Q: What barriers did you encounter when first implementing the intervention? How can these barriers be overcome?
A: We encountered a number of barriers in the first few months of our partnership, some of which were more navigable than others. For patients who were uninsured, we were able to offer the prescription benefits of a federally qualified health center with subsequent medication delivery by the mobile health van, resulting in access to buprenorphine with little to no cost. To ensure that members of our transient patient population were not lost to follow‐up, we held a weekly multidisciplinary meeting to review each patient case.
Q: How did you get patients to accept and take part in the intervention?
A: We ensured that the most forward‐facing members of our team were those who had developed longitudinally therapeutic relationships with our patients through The Night Ministry's mobile health van.
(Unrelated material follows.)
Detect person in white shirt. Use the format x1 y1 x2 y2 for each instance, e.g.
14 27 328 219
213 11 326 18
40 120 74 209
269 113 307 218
Therefore, we recommend that buprenorphine‐prescribing clinicians seek out and partner with community agencies that are already working the front lines of street homelessness if this intervention is to be replicated in other communities.
Q: What is your take-home message for physicians?
A: While as family physicians we have the privilege to care for all patients who walk through our clinic doors, there are countless patients who do not actively seek care or do not have an established relationship with a clinic who still have critical medical needs. The opioid epidemic, even through the coronavirus pandemic, remains one of the most urgent issues in our society. This intervention seeks to identify the individuals who exist “outside” our medical system and provide them with much‐needed medical interventions. Therefore, this intervention is a call for physicians to look outside of their clinic walls and to assess and address the needs of more marginalized community members.
References:
DEA. DEA’s response to COVID-19. https://www.dea.gov/press-releases/2020/03/20/deas-response-covid-19. Accessed January 26, 2021.
Leo P, et al. Ann Family Med. 2021;doi:10.1370/afm.2636.